Answering such questions requires a shared ethical framework – and not only for senior policymakers and corporate strategists. Values and ethical norms can influence economic and social outcomes, both by shaping the design of new technologies and by guiding user behavior. While new technologies are bound to have unintended effects, and there will always be “bad” actors, the dangers can be contained, if the majority uses the technology responsibly.

This includes the application of our fast-growing, increasingly low-cost computing power to longstanding social challenges. Computers today can collect and store massive data sets, compute summary statistics, and recognize patterns automatically. These developments have transformed once-impractical statistical methods into useful tools for recognizing patterns in all types of data. With pattern recognition being the first step in any type of scientific research – physical, biological, or social – applications of new AI-enabled methods are booming.

But, as valuable as pattern recognition is, it means little without analysis, understanding, and application. Johannes Kepler elegantly described the solar system’s patterns, but it was Isaac Newton who showed us how to understand and interpret them. Similarly, financial and business analysts and social scientists need “structural models” that enable them to interpret patterns – including predicting potential disruptions.

Technological advances have now reached the point that they may be able to provide such models, enabling us to find answers to questions that were previously beyond the scope of our knowledge. Guided by a robust ethical framework, our priorities should include devising policies that foster macroeconomic and financial stability, and building efficient and sustainable social safety nets.

The National Security Trump Card

The final area of inquiry into the digital economy that must be emphasized in 2020 is security. Digital technologies have become central to national security and defense strategies. But many of them, such as AI and quantum computing, also have important economic and social applications; indeed, they were largely developed for this purpose, and only later applied to defense. (In the past, the development of advanced technologies typically flowed in the opposite direction.)

Dual-use technologies have always generated tensions between national-security goals and other (often benign) objectives. In the digital age, however, the scope of the overlap is unprecedented. If governments maintain a single-minded focus on national security, their economies will suffer, and progress in highly consequential areas, such as medicine, could slow considerably. Imagine, not unreasonably, that international exchanges that could contribute to a breakthrough in cancer research, for example, are scaled back or halted.

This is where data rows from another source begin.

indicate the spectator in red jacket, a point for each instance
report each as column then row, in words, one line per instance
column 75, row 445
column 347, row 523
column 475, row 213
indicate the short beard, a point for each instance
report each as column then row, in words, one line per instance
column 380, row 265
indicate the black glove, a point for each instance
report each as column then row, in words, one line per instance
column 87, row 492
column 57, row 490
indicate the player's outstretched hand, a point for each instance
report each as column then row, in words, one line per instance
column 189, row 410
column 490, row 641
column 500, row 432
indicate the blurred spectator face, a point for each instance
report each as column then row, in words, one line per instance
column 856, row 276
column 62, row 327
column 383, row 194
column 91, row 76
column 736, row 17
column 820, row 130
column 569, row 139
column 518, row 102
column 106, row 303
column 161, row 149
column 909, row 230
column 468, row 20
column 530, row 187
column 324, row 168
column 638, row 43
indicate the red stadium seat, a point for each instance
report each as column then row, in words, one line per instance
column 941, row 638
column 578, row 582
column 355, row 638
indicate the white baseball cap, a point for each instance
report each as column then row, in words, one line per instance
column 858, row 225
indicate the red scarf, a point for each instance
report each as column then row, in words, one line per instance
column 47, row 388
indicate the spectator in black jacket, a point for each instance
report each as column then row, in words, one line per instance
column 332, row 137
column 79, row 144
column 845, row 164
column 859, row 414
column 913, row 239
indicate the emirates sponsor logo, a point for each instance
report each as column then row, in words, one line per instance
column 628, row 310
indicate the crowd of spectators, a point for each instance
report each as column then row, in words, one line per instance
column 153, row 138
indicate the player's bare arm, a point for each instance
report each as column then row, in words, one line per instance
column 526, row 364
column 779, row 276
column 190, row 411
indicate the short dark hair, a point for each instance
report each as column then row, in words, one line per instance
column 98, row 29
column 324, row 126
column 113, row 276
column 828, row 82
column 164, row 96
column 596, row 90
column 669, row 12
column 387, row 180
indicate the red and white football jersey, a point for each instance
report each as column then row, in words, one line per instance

Yet the world may be on precisely this path, with countries – especially Trump’s US – citing national-security concerns to justify increased protectionism, including tighter constraints on international technology transfer. A wave of such digital nationalism could have a first-order negative effect on economic and social welfare in the long term. The question of how to balance national-security imperatives with the broader public good must therefore feature prominently in any examination of digitization trends.

The Long Road Ahead

None of these topics, issues, or challenges admits of a quick fix. But meticulous research and in-depth analysis – like that which is increasingly being carried out by leading thinkers from a wide range of fields, backgrounds, and geographies, which is also a goal of the Luohan Academy – can produce a reasonably comprehensive understanding of the risks and opportunities that digital technologies present. 

Progress will be slow, and mistakes will be made. But as we begin a new decade, we still have a chance to learn, adapt, and, ultimately, make the digital revolution work for us all. 

Michael Spence is a member of the academic advisory board of Luohan Academy.